The monsters school has fully closed down its shutters (for us that is). I collected the Transfer Certi. They have optimistically remarked, 'UKG Completed' - I mean for what its worth. Since virtually no school will believe that. I don't know, just yesterday I overheard her on the phone saying 'Do you guess I am going to UKG after my Holidays? NO! I am going to FIRST STANDARD.' My troubles are thus postponed by a year, which is what I have for some serious full court press type brainwashing.
Yesterday, I managed to return home in time to take her to some neighborhood drawing class. I know! I know! I don't like drawing classes. The teacher was wearing a nightgown (which is a species of clothing I dislike intensely) but I had to try hard not be biased by that. She was at home after all and its her business what she wears at her home.
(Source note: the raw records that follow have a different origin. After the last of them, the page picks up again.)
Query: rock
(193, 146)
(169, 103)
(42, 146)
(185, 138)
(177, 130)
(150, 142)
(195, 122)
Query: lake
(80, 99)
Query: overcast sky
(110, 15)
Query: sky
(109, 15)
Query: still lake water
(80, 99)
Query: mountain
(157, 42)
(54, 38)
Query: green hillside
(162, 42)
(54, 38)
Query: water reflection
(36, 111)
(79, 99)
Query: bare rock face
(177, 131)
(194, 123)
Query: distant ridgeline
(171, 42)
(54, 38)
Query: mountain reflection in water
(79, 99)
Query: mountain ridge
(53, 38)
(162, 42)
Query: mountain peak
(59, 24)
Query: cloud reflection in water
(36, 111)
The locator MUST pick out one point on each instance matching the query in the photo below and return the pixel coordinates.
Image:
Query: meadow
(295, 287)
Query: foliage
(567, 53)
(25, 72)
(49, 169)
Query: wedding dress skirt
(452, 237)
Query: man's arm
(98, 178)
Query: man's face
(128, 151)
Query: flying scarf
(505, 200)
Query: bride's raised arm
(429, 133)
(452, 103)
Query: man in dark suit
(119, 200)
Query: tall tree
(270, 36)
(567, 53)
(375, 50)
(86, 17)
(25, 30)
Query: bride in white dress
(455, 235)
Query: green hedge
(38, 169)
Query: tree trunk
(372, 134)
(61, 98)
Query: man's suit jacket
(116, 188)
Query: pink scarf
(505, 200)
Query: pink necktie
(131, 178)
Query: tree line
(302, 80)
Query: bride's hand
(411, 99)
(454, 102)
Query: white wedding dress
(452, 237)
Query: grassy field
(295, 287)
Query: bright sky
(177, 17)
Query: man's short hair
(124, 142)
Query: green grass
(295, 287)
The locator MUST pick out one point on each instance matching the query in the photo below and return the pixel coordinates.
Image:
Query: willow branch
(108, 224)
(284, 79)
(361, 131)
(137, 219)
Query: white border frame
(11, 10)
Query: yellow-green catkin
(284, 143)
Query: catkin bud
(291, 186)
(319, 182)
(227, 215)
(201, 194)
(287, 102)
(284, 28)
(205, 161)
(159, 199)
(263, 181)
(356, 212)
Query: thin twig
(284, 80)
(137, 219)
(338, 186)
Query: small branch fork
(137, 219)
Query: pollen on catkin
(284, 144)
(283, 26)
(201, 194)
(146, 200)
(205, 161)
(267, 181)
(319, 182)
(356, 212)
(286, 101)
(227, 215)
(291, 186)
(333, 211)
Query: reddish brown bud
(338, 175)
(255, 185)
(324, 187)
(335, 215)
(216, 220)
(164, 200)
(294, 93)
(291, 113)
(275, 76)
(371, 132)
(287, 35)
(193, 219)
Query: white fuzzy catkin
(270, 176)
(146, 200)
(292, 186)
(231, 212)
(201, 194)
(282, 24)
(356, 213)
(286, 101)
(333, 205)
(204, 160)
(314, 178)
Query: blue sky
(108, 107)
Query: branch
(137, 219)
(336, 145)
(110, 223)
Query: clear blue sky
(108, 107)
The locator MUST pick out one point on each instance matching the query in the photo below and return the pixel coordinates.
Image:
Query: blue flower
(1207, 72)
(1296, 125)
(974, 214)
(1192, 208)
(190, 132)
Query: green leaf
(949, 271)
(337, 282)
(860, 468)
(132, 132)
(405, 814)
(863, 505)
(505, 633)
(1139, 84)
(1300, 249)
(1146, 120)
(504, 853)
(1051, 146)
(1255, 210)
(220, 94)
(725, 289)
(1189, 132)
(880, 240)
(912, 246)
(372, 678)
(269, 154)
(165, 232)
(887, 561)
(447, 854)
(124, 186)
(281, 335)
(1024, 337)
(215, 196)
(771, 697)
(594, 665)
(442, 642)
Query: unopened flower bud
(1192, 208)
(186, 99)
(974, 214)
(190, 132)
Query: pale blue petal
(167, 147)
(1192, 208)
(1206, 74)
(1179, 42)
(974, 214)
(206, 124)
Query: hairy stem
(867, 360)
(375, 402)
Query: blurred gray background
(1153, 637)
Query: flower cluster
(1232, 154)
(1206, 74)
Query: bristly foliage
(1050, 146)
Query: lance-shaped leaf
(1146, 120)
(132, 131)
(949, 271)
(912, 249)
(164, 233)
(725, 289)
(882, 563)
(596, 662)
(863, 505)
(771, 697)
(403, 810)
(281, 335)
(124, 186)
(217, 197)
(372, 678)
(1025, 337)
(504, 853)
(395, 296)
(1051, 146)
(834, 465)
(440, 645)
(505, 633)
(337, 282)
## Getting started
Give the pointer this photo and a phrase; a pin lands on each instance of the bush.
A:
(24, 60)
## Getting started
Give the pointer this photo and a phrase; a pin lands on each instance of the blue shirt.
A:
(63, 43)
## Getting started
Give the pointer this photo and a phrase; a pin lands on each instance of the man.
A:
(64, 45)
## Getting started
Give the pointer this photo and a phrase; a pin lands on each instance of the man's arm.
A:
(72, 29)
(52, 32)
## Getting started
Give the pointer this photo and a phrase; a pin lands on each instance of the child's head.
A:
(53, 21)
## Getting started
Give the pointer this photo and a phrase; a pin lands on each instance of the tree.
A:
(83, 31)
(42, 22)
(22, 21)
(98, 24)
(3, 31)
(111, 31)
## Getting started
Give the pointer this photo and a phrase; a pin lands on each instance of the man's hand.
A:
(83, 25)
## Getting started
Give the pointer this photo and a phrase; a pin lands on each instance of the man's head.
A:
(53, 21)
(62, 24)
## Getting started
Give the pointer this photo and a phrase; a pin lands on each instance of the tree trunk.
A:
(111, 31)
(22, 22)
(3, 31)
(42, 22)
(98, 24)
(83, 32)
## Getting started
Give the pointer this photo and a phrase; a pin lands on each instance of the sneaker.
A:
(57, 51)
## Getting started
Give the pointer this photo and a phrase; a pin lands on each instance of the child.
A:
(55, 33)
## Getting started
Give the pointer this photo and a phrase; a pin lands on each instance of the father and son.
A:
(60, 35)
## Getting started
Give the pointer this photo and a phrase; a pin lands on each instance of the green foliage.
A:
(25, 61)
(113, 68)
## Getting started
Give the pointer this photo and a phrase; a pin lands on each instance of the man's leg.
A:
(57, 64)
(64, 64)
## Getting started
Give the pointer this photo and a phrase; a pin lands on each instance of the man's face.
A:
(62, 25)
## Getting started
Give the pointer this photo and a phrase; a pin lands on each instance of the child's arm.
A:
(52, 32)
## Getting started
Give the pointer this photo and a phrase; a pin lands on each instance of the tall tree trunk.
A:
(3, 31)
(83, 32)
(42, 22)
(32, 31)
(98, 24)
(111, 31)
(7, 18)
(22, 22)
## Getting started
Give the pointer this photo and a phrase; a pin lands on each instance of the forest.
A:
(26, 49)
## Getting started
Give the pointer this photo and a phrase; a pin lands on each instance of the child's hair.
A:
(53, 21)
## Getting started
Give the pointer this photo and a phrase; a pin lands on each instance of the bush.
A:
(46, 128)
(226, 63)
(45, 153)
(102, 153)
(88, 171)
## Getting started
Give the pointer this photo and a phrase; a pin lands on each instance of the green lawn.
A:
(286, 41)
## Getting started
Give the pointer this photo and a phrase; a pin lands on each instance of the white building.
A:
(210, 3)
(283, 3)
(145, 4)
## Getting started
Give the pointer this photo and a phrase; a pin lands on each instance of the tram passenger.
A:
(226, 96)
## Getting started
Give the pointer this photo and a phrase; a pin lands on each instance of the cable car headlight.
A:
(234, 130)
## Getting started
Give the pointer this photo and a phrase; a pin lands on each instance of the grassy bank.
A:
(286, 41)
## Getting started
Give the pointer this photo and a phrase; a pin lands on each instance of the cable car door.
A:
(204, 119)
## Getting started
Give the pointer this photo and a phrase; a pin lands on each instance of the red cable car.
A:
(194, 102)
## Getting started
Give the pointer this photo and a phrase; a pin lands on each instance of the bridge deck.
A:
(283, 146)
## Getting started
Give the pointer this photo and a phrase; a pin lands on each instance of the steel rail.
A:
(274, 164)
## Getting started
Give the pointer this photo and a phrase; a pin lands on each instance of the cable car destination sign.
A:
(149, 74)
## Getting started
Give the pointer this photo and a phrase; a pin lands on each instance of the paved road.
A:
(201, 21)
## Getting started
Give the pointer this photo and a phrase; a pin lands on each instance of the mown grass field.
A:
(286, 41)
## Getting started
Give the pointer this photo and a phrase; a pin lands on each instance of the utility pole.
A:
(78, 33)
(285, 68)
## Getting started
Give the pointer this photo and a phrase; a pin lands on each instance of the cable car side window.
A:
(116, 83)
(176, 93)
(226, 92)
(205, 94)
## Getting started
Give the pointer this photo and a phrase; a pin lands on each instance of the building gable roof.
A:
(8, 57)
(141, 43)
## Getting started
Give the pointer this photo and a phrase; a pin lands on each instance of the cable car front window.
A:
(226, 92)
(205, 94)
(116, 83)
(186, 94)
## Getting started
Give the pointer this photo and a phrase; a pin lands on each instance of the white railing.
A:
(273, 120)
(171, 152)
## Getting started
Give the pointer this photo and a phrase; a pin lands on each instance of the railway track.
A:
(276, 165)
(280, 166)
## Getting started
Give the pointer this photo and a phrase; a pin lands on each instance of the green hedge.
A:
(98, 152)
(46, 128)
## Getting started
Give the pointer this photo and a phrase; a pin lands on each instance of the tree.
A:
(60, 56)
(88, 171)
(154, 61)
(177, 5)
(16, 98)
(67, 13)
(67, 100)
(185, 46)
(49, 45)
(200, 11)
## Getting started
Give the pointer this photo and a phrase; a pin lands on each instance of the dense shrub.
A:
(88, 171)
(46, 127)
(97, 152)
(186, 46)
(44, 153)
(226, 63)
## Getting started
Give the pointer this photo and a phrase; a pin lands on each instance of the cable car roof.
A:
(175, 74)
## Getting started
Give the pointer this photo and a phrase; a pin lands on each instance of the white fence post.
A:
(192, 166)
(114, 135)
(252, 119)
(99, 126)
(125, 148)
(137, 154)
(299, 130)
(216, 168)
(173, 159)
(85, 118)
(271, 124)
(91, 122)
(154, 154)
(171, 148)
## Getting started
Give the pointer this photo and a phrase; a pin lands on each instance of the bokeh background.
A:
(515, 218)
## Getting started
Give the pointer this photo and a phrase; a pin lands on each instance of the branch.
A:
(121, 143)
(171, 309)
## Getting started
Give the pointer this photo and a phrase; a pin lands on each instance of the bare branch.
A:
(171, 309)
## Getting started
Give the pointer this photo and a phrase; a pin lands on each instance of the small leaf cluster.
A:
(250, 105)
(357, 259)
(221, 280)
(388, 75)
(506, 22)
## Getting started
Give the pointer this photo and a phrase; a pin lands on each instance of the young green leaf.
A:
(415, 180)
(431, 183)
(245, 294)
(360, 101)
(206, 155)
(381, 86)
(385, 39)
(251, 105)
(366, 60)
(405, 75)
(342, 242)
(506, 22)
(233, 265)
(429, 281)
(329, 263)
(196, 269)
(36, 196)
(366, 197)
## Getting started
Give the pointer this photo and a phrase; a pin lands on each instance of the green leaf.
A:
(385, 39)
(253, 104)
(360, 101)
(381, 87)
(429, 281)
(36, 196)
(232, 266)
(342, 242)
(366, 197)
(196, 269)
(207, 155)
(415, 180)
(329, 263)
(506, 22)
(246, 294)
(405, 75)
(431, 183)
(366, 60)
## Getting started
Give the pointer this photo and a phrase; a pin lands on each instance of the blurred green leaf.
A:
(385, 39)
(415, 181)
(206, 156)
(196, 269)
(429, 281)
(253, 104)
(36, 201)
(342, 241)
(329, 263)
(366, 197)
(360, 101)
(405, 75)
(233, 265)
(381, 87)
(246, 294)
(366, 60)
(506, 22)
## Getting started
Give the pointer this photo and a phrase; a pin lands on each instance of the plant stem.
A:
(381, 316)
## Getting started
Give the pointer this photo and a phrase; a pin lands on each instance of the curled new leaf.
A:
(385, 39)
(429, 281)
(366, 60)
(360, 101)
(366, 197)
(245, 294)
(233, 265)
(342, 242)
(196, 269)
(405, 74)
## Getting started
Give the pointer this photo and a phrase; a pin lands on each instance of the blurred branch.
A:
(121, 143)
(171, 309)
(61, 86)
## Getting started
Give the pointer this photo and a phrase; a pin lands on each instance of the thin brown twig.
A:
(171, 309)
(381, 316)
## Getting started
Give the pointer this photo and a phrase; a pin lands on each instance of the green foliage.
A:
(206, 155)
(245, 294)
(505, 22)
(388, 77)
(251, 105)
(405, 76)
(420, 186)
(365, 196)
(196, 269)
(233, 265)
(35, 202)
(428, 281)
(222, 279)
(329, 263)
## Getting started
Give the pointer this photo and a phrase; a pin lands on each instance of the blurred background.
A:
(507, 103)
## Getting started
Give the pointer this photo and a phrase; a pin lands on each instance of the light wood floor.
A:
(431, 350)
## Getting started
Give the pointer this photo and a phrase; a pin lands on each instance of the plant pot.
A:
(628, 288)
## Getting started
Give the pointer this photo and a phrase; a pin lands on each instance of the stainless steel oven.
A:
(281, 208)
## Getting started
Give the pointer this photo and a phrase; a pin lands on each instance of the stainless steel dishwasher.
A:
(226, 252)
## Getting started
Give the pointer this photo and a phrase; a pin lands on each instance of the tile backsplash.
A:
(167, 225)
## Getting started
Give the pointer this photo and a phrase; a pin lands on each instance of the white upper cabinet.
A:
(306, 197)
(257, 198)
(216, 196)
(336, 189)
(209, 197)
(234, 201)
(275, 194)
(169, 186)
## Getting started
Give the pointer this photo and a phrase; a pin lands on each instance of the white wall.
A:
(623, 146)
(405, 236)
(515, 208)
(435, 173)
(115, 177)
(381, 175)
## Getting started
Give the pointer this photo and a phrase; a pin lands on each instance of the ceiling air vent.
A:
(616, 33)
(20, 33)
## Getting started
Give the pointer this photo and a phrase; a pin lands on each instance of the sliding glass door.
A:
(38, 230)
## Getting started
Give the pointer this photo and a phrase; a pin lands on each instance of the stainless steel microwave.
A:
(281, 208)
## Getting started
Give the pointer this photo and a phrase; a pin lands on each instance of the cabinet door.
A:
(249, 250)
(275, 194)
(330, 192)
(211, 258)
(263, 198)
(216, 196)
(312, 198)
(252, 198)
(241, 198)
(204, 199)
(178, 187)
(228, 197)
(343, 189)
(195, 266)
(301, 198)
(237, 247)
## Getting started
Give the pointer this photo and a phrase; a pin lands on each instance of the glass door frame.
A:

Swimming- I have to explore this today. I am irritated with the monster because she sleeps so late. But then I am happy too because if she wakes up at 6 am and starts touching my arm as I am typing its annoying too. But enrolling her for a swimming class ought to get her sched on track for early morning waking, which in the long run will work better for me. The vision is as follows: She goes swimming, and I quickly cross over and run or play basketball next door.
I was so annoyed in the evening that I asked my mum if she is okay if I go away and get some exercise. I took our two basketballs, and headed out. I drove. Gnashing my teeth all the while. I promptly got a call as I arrived at the courts and as I was walking with the phone in my ear and the orange things stuffed in my armpits some fellow walked up and signalled and took them away and filled them with air. It was a genuine pleasure to dribble a nicely filled ball. Where on EARTH are my bike pumps? They are missing for a while now. I shot hundreds of shots, and as usual my percentage was very high (since no one was guarding me). My wrist did not trouble, I did miss having a nice game, but I was conscious of it coming up on seven, and the ladies waiting at home for me.
I have a busy weekend coming up. I have to spend most of it in an extremely hot place. I wish I wish I could get away and go attend a meeting that I want to, and also tag on for the game in the evening with the husband. Plus we have a hundred things to talk about and iron out after he arrives back in town today. But don't think any of this is happening! I am bound to be more irritated then ever then.
I saw my first snake of the season today. Which was at once exciting and alarming. It slithered away behind the garage-like buildings and I feel sure it has now gone near my poor zen which I have been bad-mouthing. The heart pumps with the fear that the monster might have left the window slightly open (my back windows are not power) and also with the realization that whatever it is, the land belongs to this big brown snake with its snaky slithering first and then to us marauding humans.
And here at my desk with yesterday's bottle of water and the characteristic rubble of my disorganised work-life around me. Ten deep breaths. Go. At least I have fixed firefox. For now.